Surgical Management:
Rarely indicated for hypertension directly due to parenchymal disease, unless there is a surgically correctable associated anomaly like severe hydronephrosis or a localized mass causing pressure effects
Management is primarily medical and focused on treating the underlying renal pathology.
Supportive Care:
Dietary modifications: low-sodium diet is essential
Fluid management to avoid overload
Regular monitoring of blood pressure, renal function, and electrolytes
Education of the child and family about the condition, treatment adherence, and lifestyle modifications
Referral to a pediatric nephrologist and possibly a cardiologist or ophthalmologist for management of complications.
Complications
Early Complications:
Hypertensive encephalopathy (seizures, confusion, coma)
Acute pulmonary edema
Acute kidney injury
Retinopathy (hemorrhages, exudates, papilledema)..
Late Complications:
Chronic kidney disease progression to end-stage renal disease requiring dialysis or transplantation
Left ventricular hypertrophy
Cardiovascular disease (e.g., myocardial infarction, stroke)

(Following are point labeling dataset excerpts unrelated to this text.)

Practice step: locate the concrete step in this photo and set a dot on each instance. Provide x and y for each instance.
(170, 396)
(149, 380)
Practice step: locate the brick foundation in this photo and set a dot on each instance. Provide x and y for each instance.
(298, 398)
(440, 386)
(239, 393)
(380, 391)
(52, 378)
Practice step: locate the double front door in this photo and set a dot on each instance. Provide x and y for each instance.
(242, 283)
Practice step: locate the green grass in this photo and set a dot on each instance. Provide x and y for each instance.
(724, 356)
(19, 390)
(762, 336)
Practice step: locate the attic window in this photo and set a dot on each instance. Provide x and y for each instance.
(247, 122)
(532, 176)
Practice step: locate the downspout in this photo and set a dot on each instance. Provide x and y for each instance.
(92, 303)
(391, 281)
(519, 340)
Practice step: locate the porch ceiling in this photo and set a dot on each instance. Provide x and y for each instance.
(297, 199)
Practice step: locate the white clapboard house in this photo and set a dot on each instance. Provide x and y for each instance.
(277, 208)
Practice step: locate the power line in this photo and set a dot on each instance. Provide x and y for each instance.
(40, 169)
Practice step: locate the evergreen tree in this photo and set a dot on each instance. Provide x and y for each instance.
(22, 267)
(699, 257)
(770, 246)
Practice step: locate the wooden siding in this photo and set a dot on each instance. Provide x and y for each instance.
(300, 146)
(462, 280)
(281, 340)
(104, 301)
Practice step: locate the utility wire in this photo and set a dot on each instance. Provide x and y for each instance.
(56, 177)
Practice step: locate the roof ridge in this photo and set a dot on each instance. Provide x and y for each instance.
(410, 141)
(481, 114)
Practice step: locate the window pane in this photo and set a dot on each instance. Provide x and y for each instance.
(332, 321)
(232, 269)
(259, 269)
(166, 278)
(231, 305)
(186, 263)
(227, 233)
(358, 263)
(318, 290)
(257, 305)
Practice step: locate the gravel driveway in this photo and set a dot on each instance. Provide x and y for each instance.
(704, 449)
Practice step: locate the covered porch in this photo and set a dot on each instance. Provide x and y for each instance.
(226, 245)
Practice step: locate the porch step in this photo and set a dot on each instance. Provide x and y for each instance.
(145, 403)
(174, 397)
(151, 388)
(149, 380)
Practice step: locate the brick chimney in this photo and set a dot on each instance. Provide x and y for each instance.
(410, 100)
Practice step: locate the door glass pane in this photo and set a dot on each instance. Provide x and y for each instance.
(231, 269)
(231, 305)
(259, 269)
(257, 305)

Visual impairment or blindness
Poor growth and development.
Prevention Strategies:
Early detection of renal parenchymal disease through screening of at-risk children
Prompt diagnosis and treatment of UTIs and other renal insults
Strict adherence to antihypertensive medication regimens and regular follow-up
Lifestyle modifications including salt restriction and weight management.
Prognosis
Factors Affecting Prognosis:
Severity of the underlying renal disease
Degree of hypertension and its control
Presence of proteinuria and its progression
Early initiation of treatment
Presence of co-morbid conditions
Adherence to treatment.
Outcomes:
With timely diagnosis and effective management, blood pressure can be controlled, and the progression of renal damage can be slowed or halted in many cases
However, some children may develop progressive renal insufficiency and require renal replacement therapy
Long-term cardiovascular outcomes are improved with good BP control.
Follow Up:
Lifelong follow-up is generally required
This includes regular BP monitoring, assessment of renal function (serum creatinine, GFR, urinalysis), electrolyte balance, and screening for cardiovascular complications
Frequency of follow-up depends on the stability of the condition and severity of the renal disease.
Key Points
Exam Focus:
Recognize renal parenchymal disease as the leading cause of secondary hypertension in children
Key investigations include urinalysis, renal function tests, and renal ultrasound
ACE inhibitors and ARBs are often first-line due to dual benefit
Strict BP control is paramount to prevent long-term complications.
Clinical Pearls:
Always measure BP in both arms and legs in a child with suspected hypertension
A low-sodium diet is fundamental
Monitor for signs of fluid overload
Educate parents on medication adherence and the importance of regular follow-ups
Remember that hypertension can be a harbinger of underlying serious renal pathology.
Common Mistakes:
Attributing hypertension solely to essential hypertension in a child without thorough investigation
Delaying referral to a pediatric nephrologist
Inadequate BP control leading to target organ damage
Underestimating the impact of dietary salt intake
Failing to adjust medication doses based on renal function.